I droni in dotazione di Hamas sono però strumenti piuttosto rudimentali. Non dispongono infatti di una tecnologia stealth che gli permetta di rendersi invisibili ai radar israeliani. Al momento, dunque, i miliziani disporrebbero di veicoli facilmente identificabili e molto vulnerabili alla contraerea israeliana, come dimostrato dall’abbattimento di lunedì scorso.

Gli analisti occidentali e israeliani non sembrano particolarmente allarmati dagli ultimi eventi. Peter W Singer, esperto di droni interpellato dal Los Angeles Times, non crede che i velivoli in possesso del movimento islamista possa essere effettivamente armato con missili o altri tipi di ordigni. “(I droni) non alterano il rapporto di forza tra Israele e Hamas”, ha dichiarato. Anche Robert Naiman, direttore del Just Foreign Policy, in una intervista alla NBC si è mostrato scettico: “Cosa possono fare i droni per Hamas più di quello che sono riusciti a fare i razzi? La parola drone è affascinante e suona bene alle orecchie di Hamas, ma non cambia le cose in modo sostanziale”. Sulla stessa lunghezza d’onda Paul Schulte, ricercatore senior del Kings College di Londra: “I droni sono più grandi dei razzi e dunque più difficili da contrabbandare attraverso i tunnel, sono probabilmente più costosi, più vulnerabili e più facili da abbattere. Anche il sistema di comando a distanza potrebbe essere intercettato e manomesso dall’IDF”. Anche per Dan Gittinger, co-direttore del Center for the Study of the Drone di New York, l’efficacia dei velivoli è limitata, ma prevede un loro più esteso equilibrio durante la fase dell’invasione di terra, per monitorare i movimenti del nemico.

Al di là delle speculazioni e delle considerazioni tecniche, gli esperti sono concordi nel considerare i droni uno strumento di propaganda potente per il movimento islamista che controlla la Striscia. Senza in alcun modo alterare la sproporzione militare e tecnologica tra i due schieramenti, i droni testimoniano il fatto che Hamas è stato capace di dotarsi di una forza aerea, ancorché rudimentale e di penetrare a fondo nel territorio e nello spazio aereo del nemico, come mai era successo prima.

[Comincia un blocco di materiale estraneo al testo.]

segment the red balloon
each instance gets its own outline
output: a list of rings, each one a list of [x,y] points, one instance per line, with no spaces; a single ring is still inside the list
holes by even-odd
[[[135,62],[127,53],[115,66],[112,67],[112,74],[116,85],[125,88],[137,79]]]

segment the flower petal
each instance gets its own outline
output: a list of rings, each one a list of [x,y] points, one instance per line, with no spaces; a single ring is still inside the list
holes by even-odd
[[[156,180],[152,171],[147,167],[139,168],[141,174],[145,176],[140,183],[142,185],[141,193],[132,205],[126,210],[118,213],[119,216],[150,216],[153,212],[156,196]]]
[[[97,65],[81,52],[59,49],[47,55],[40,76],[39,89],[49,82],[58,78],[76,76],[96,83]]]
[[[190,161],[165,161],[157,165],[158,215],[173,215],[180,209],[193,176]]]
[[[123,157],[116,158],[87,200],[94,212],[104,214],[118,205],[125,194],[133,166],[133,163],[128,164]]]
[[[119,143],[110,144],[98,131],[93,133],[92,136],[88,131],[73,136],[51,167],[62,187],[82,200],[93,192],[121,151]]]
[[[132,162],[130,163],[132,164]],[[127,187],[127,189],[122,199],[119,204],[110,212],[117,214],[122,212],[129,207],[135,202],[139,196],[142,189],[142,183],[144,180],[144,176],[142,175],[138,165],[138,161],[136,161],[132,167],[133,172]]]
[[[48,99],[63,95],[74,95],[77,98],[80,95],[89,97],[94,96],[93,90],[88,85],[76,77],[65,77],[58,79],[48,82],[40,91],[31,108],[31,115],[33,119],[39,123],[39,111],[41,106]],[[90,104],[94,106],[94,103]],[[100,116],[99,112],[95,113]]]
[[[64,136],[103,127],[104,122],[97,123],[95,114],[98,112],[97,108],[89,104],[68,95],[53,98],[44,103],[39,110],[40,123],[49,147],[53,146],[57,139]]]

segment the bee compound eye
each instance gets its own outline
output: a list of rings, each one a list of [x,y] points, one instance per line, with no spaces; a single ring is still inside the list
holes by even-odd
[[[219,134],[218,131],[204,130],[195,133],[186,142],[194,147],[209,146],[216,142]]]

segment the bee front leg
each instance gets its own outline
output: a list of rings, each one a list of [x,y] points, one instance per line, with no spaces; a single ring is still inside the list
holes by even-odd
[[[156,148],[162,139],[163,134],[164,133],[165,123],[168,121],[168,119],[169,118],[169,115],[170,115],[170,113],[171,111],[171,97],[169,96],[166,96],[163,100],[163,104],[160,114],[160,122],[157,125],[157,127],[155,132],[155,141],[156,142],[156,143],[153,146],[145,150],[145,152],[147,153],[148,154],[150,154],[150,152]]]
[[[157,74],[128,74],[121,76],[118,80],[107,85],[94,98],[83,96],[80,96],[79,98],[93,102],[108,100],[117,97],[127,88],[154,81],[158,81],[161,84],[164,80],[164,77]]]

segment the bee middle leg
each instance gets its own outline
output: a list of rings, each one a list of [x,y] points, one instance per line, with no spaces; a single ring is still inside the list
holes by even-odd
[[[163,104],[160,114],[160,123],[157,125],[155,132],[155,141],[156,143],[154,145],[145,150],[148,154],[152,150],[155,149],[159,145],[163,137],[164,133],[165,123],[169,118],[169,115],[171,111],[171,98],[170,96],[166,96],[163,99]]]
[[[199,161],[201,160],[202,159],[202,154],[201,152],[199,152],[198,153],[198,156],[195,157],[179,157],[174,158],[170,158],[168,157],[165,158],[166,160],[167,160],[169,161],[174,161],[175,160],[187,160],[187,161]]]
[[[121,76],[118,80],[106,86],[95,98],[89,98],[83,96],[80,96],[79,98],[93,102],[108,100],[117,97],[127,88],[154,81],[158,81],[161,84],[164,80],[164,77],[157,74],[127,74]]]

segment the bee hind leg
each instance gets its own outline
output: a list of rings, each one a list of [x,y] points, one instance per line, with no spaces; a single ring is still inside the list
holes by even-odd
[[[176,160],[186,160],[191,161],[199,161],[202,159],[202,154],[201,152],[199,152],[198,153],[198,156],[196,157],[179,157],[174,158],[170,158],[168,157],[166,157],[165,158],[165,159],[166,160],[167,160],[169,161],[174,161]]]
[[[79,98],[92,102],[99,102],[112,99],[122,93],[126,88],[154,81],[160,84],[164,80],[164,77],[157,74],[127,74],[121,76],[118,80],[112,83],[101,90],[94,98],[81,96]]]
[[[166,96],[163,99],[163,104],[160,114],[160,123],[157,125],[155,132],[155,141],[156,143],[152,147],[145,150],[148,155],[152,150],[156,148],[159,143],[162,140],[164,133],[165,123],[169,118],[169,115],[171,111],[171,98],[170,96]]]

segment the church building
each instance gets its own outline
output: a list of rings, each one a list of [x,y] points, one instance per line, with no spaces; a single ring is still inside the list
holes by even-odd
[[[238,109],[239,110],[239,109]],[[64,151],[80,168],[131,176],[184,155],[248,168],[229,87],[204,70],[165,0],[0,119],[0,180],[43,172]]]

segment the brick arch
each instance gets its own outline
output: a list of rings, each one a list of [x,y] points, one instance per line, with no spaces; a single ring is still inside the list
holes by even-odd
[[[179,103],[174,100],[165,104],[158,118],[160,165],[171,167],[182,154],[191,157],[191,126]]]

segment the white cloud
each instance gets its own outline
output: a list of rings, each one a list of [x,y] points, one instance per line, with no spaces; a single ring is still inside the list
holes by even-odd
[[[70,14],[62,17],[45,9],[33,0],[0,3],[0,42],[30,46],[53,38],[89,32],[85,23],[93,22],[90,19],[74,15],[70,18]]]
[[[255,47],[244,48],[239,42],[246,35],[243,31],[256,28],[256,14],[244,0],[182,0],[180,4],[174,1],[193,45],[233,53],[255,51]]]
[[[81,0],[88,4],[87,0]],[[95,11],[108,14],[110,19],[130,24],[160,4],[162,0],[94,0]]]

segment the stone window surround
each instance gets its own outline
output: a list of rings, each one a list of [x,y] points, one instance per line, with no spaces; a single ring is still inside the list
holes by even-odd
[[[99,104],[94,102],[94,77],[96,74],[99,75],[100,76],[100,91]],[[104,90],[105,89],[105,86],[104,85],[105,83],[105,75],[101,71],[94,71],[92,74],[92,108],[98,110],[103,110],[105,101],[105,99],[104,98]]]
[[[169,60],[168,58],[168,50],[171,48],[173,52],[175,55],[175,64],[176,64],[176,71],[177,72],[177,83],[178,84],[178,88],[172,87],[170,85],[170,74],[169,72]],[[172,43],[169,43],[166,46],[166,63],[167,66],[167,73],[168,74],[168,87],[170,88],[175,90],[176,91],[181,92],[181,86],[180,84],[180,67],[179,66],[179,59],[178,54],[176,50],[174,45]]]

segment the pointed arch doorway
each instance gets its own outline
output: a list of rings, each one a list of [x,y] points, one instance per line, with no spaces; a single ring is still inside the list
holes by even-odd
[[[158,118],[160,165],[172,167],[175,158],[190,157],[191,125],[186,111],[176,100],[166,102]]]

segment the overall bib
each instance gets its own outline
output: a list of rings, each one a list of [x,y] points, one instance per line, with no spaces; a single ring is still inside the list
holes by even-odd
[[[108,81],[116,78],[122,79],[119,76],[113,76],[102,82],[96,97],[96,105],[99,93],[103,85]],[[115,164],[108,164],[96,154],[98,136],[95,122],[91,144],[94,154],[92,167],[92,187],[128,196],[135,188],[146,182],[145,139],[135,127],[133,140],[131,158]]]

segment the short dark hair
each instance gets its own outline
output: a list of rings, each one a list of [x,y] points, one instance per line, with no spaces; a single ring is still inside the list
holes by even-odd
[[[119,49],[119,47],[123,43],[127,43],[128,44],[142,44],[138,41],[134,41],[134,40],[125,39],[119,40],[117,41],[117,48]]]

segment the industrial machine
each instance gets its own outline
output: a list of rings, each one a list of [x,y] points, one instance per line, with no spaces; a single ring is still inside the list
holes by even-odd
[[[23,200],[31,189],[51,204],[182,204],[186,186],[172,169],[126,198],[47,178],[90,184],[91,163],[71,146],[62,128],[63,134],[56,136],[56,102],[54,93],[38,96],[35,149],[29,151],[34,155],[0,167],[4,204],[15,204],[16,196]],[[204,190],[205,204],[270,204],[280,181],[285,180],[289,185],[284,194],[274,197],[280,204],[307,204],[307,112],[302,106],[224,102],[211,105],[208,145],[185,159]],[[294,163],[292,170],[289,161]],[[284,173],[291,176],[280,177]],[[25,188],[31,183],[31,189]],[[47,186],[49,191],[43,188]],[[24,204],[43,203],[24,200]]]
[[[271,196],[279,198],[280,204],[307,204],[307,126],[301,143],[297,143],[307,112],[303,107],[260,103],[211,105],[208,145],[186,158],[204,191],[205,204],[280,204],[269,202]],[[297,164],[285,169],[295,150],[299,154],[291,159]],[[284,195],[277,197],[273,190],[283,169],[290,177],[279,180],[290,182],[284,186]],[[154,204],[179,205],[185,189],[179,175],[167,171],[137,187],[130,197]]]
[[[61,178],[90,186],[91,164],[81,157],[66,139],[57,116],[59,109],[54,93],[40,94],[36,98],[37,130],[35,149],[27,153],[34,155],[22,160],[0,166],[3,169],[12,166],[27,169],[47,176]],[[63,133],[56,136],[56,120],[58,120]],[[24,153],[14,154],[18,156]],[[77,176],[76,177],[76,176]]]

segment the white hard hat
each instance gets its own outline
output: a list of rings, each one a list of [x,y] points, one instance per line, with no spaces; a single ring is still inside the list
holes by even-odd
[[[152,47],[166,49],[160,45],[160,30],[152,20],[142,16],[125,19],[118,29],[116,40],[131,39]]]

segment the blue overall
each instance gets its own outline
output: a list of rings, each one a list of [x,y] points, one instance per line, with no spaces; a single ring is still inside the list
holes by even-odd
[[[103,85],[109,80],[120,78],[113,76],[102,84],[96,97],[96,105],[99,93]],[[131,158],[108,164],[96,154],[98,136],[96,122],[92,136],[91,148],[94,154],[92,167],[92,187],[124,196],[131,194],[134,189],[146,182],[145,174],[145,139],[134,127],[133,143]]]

Lo sforzo di Hamas per dotarsi di nuovi strumenti di attacco contro Israele è diventato, paradossalmente, un argomento della retorica militarista dello Stato ebraico, nelle parole del Ministro della Difesa Moshe Yaalon: “Hamas sta tentando di tutto per raggiungere qualche risultato, è dunque cruciale mantenere alto il nostro livello di prontezza.”